4. Share: If we’re going to rely — yes, rely — on citizen journalists to help us expand — yes, expand — our news coverage even as our revenue dwindles, then we need to share with them: We can share knowledge by training those who want to learn how to get access to information and how to avoid being sued and how to check facts. Not everyone will want or need that training but those who do will become better partners. We should share news, whether that is our headlines or our interviews. We should share promotion (now known as links). We should share trust, helping to identify those reporters whom the public believes. And we should share revenue to support their efforts (which will end up being less expensive than hiring staff we can’t afford).
5. Meet, greet: When I was a reporter on small, local papers, I loved meeting the readers. By the time I hit the big papers, I lost that affinity, perhaps because I became a snot or perhaps because half the folks who bothered to write letters to the papers wrote them in crayon. But blogging reformed me; it has taught me to value the quality of the relationship over the size of the numbers. I suggest that reporters and editors get out and hold MeetUps and talk with the public we serve, not behind focus-group mirrors but over coffee or beer, at eye level.
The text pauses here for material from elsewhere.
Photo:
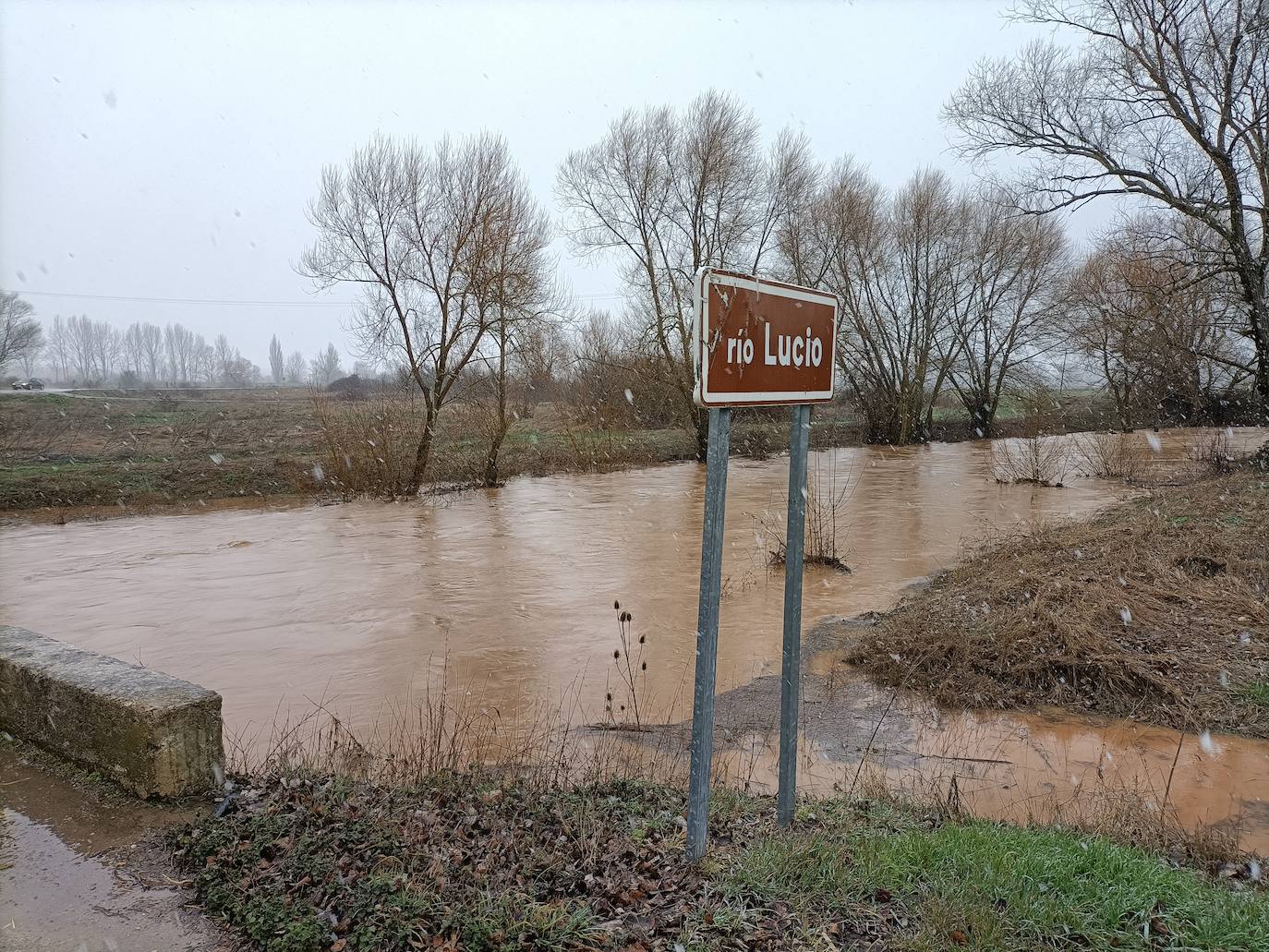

6. Transparency: We must open the sausage factory to regain trust and respect from the public we serve. Most of us deserve that trust and respect but not as a birthright, only if earned.
7. Any media anytime: Reporters and photographers should carry the tools of multimedia — a voice recorder, a video/still camera, a keyboard — and use them all. They need to be trained. They need to be encouraged. Then they should tell the story however it is best told. If I can record a podcast, anyone can.
8. Burn the business cards: No one in a newsroom should think of himself or herself as “print” or “online.” That has turned news into an us-vs-them battle in the newsroom when it should be joint battle to survive and grow. This is not to say that there aren’t still specialties: a graphic artist knows graphics, an online producer knows RSS. But we’re all in this together.
9. Burn the org chart: The second-biggest issue in all this is control. Everybody wants to control every medium but then nobody will have anything to control because outsiders are running away with the content and the business. I’d play 52-card-pickup with job descriptions and move people — starting with managers — all around the news operation
10. Culture: Now here’s the biggest issue, the elusive newsroom culture that resists change. Well, that’s a crock, of course; it’s just a job, but in the palace to passive-aggression that is the newsroom, resistance to change is made into a religion. But don’t let anyone fool you that such culture is really so rampant in newsrooms; it’s really just an excuse.
Faced with the strategic imperative to change — the moment of restructuring that has come to most American industries and now is coming to news — the smart and sensible will change. The only question is how. But that’s a big question.